While there’s certainly a very strong argument that present frontrunner Bernie Sanders has united variegated people by highlighting their stories, Yang had a way, unlike the other candidates, of going directly to the underlying heart of aggravated Americans in the heartland who altered their votes in the 2016 election after being fed up after years of condescending vacuity. It is them who the Democratic candidate must speak to. Yang’s inclusive approach to empathy seems well beyond Buttigieg’s platitudes, but it appears to be increasingly adopted by Amy Klobuchar (which partially accounts for her third place win in New Hampshire).

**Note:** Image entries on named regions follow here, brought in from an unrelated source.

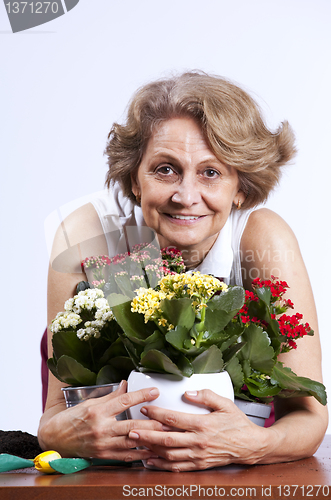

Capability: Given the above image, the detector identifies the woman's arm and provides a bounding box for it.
[38,204,165,461]
[242,209,328,461]
[129,209,328,471]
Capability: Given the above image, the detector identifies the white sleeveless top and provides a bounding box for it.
[91,184,255,286]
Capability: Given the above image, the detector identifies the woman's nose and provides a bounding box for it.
[171,179,201,208]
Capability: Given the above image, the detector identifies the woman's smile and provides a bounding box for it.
[132,118,244,260]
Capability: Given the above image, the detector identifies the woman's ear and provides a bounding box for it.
[130,172,140,197]
[233,189,246,209]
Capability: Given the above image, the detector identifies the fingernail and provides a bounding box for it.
[185,391,198,396]
[149,387,160,396]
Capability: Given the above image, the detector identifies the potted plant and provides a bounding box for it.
[48,244,326,426]
[108,273,326,423]
[47,244,184,410]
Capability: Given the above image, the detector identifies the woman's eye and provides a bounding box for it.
[204,168,220,179]
[155,165,175,175]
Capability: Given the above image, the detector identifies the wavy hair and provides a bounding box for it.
[105,72,296,208]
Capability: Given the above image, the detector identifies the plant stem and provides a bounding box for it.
[88,339,96,371]
[195,302,206,348]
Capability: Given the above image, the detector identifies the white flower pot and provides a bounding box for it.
[128,371,234,419]
[127,371,234,469]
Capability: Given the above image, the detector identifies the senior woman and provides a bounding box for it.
[39,72,327,471]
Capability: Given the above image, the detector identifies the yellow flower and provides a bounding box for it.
[34,451,62,474]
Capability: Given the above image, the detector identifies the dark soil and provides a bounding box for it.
[0,431,43,458]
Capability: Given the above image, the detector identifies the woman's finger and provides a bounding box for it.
[129,428,197,450]
[184,389,234,412]
[105,387,160,416]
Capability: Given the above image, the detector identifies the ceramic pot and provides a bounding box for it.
[128,371,234,419]
[234,398,271,427]
[127,371,234,469]
[61,383,127,420]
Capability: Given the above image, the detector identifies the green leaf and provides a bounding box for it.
[255,286,271,306]
[115,274,135,299]
[226,358,244,392]
[272,361,327,405]
[99,338,127,366]
[160,298,195,330]
[107,293,131,307]
[165,326,192,352]
[192,345,224,373]
[245,378,280,398]
[47,358,66,384]
[0,453,34,472]
[141,349,193,376]
[207,286,245,314]
[95,365,122,385]
[221,342,246,366]
[240,323,275,374]
[143,330,165,353]
[205,286,245,333]
[49,458,92,474]
[57,355,97,386]
[109,356,135,380]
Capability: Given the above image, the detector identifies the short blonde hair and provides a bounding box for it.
[105,72,296,208]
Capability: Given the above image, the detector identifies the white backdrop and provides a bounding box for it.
[0,0,331,434]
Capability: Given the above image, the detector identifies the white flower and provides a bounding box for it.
[64,299,74,311]
[95,299,109,309]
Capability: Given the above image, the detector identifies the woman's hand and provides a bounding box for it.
[39,381,162,462]
[129,389,277,472]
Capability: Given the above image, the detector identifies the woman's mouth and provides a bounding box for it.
[165,214,204,224]
[170,215,200,220]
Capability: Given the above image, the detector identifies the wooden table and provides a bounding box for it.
[0,435,331,500]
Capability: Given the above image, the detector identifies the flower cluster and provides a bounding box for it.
[82,243,185,297]
[131,287,172,329]
[235,276,313,352]
[278,313,312,352]
[50,288,114,340]
[161,247,185,275]
[131,272,227,330]
[159,271,228,311]
[252,276,289,303]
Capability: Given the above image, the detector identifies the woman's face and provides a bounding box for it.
[132,118,244,256]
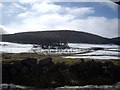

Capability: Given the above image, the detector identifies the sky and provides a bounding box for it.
[0,0,119,38]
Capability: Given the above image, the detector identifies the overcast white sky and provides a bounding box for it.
[0,0,118,38]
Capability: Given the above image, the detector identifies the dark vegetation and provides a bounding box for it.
[2,30,119,47]
[2,57,120,88]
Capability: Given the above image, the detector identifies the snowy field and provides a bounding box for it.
[0,42,120,59]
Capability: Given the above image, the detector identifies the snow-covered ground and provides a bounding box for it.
[0,42,33,53]
[0,42,120,59]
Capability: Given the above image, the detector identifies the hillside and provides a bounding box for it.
[112,37,120,45]
[2,30,113,45]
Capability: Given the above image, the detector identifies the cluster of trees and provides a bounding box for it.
[2,58,120,87]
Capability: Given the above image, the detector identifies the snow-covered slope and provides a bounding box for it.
[0,42,33,53]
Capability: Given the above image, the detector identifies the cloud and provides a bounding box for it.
[0,25,7,35]
[100,1,118,11]
[2,2,118,38]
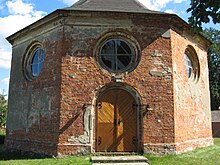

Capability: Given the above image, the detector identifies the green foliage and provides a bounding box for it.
[203,28,220,110]
[145,138,220,165]
[0,94,8,128]
[187,0,220,32]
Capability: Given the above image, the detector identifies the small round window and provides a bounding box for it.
[184,46,200,80]
[24,43,45,80]
[99,39,136,73]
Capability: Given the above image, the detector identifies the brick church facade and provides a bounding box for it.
[5,0,213,155]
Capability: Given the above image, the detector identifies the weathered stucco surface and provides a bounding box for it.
[171,31,213,152]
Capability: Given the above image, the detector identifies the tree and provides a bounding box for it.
[187,0,220,32]
[202,28,220,110]
[0,94,8,128]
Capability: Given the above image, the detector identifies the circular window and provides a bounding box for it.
[24,44,45,80]
[98,39,137,73]
[184,46,200,80]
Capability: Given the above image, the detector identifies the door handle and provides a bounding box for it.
[114,119,117,126]
[118,119,121,125]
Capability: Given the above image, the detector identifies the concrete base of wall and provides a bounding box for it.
[212,122,220,137]
[144,137,214,154]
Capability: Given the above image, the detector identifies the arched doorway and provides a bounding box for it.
[96,87,138,152]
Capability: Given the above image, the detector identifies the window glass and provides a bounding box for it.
[100,39,135,73]
[184,54,193,78]
[31,48,44,77]
[184,45,200,82]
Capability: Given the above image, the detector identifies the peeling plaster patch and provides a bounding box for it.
[68,105,92,144]
[152,50,163,57]
[150,69,163,77]
[162,30,171,38]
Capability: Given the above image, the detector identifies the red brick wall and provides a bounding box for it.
[6,12,212,155]
[59,11,174,153]
[5,28,62,155]
[212,122,220,137]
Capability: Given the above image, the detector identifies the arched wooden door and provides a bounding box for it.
[96,89,138,152]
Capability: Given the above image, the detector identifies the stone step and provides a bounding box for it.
[91,155,148,165]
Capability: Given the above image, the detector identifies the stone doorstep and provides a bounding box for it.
[91,155,148,165]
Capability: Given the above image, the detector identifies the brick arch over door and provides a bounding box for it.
[95,83,142,152]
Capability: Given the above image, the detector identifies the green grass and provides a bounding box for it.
[145,138,220,165]
[0,138,220,165]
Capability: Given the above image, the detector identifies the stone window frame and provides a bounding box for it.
[94,32,141,75]
[184,45,200,82]
[23,41,45,81]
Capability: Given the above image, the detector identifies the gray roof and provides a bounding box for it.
[62,0,167,14]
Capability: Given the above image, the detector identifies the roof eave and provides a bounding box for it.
[6,9,62,45]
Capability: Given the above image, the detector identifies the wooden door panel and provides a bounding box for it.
[117,90,137,151]
[97,123,115,152]
[96,89,137,152]
[96,91,115,152]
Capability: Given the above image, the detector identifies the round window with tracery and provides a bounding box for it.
[98,39,137,73]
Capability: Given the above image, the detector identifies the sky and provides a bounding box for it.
[0,0,220,97]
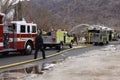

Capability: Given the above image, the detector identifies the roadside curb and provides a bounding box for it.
[0,46,92,69]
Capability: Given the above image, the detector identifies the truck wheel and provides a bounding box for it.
[69,43,73,48]
[56,43,63,51]
[25,42,32,55]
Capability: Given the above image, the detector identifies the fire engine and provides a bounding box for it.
[85,26,109,45]
[42,29,73,50]
[0,13,37,55]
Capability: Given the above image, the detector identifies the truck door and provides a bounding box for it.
[6,24,16,49]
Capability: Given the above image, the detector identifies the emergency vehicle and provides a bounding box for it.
[42,29,73,50]
[0,13,37,54]
[85,26,109,45]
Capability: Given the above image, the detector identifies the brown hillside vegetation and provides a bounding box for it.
[20,0,120,30]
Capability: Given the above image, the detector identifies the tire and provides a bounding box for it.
[56,43,63,51]
[69,43,73,48]
[24,42,32,55]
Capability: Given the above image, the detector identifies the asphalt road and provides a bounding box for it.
[0,41,120,70]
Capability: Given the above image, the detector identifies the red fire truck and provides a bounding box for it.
[0,13,37,55]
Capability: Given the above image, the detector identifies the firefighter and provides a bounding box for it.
[73,34,78,45]
[34,32,46,59]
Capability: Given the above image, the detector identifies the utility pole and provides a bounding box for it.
[14,0,30,20]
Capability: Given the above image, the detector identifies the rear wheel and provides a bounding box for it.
[56,43,63,51]
[69,42,73,48]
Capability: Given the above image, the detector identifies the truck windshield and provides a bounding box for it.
[88,30,100,33]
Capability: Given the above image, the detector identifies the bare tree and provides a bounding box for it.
[0,0,17,21]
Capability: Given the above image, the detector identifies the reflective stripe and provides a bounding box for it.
[0,42,3,47]
[9,38,34,42]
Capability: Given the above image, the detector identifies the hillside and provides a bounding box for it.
[34,0,120,29]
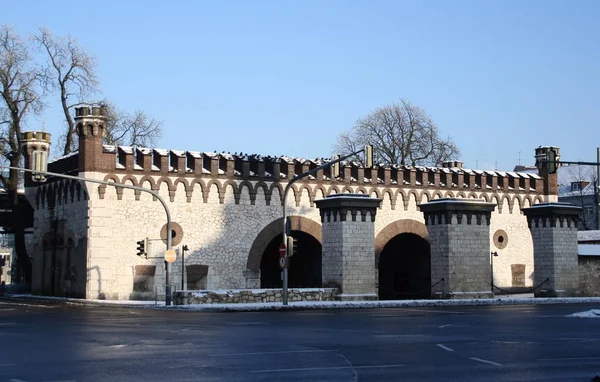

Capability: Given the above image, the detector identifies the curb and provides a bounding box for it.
[0,295,600,312]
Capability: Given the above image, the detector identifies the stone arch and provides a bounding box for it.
[237,180,256,205]
[404,189,421,210]
[375,219,429,269]
[254,180,271,206]
[368,187,381,198]
[490,195,502,214]
[206,179,225,203]
[138,175,158,190]
[268,182,283,205]
[512,195,523,211]
[419,190,431,203]
[327,185,340,196]
[296,184,314,207]
[502,195,513,214]
[342,186,354,194]
[121,174,139,186]
[173,178,190,192]
[246,216,323,270]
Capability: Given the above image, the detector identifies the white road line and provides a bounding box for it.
[437,344,454,351]
[471,357,504,366]
[250,365,404,373]
[230,322,265,325]
[373,334,431,338]
[537,357,600,361]
[209,349,335,357]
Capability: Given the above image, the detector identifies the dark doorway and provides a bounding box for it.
[379,233,431,300]
[260,231,321,288]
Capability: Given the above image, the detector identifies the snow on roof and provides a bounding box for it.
[119,146,133,154]
[137,147,152,155]
[577,244,600,256]
[154,149,169,157]
[577,230,600,242]
[48,151,79,163]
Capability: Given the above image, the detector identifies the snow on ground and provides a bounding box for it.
[567,309,600,318]
[4,294,600,318]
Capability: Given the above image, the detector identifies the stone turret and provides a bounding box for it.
[21,131,51,186]
[75,106,109,172]
[535,146,560,198]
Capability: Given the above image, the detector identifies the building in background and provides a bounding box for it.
[557,165,598,231]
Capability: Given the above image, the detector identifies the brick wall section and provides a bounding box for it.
[420,199,494,298]
[317,195,381,300]
[578,256,600,296]
[524,203,581,297]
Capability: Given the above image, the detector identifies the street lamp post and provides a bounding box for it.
[281,145,373,305]
[0,166,172,305]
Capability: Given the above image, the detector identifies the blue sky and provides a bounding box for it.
[0,0,600,170]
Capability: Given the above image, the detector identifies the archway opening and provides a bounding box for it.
[379,233,431,300]
[260,231,321,288]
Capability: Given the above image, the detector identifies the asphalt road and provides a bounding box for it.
[0,301,600,382]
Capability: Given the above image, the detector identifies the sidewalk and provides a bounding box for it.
[0,294,600,312]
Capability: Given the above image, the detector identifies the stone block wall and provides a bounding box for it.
[578,256,600,296]
[175,288,338,305]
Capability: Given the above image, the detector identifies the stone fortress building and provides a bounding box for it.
[26,107,562,299]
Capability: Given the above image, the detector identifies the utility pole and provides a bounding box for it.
[594,147,600,229]
[281,145,373,305]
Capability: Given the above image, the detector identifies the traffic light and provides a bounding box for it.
[331,155,340,179]
[286,236,298,257]
[546,150,560,174]
[365,145,373,168]
[137,239,147,256]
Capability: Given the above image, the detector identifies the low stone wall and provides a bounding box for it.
[174,288,338,305]
[578,256,600,296]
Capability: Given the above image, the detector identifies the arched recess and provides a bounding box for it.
[246,216,322,270]
[375,219,429,269]
[245,216,322,288]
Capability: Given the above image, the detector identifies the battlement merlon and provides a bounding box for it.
[52,151,547,197]
[29,116,558,197]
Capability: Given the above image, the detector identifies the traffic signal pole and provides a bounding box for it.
[281,146,373,305]
[0,166,172,305]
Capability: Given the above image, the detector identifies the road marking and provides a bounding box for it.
[373,334,431,338]
[471,357,504,366]
[230,322,265,325]
[538,357,600,361]
[209,349,335,357]
[250,365,404,373]
[437,344,454,351]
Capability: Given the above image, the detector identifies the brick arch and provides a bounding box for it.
[375,219,429,269]
[246,216,322,270]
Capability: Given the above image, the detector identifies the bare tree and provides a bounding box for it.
[0,26,43,282]
[103,101,162,147]
[558,165,598,230]
[334,100,459,166]
[33,28,98,155]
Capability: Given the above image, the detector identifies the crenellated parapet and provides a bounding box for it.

Andrew Yang opened up a promising road for people of color to speak to voters who are still knowingly or unknowingly practicing systemic racism. And for this not insignificant contribution, he’ll have a place in my heart. America may not have been ready in 2020 for Yang’s approach to empathy, forgiveness, understanding, and inclusiveness. But this nation will almost certainly be prepared for this in future presidential elections. It will take some time, but I think history will see that Yang was ahead of the curve.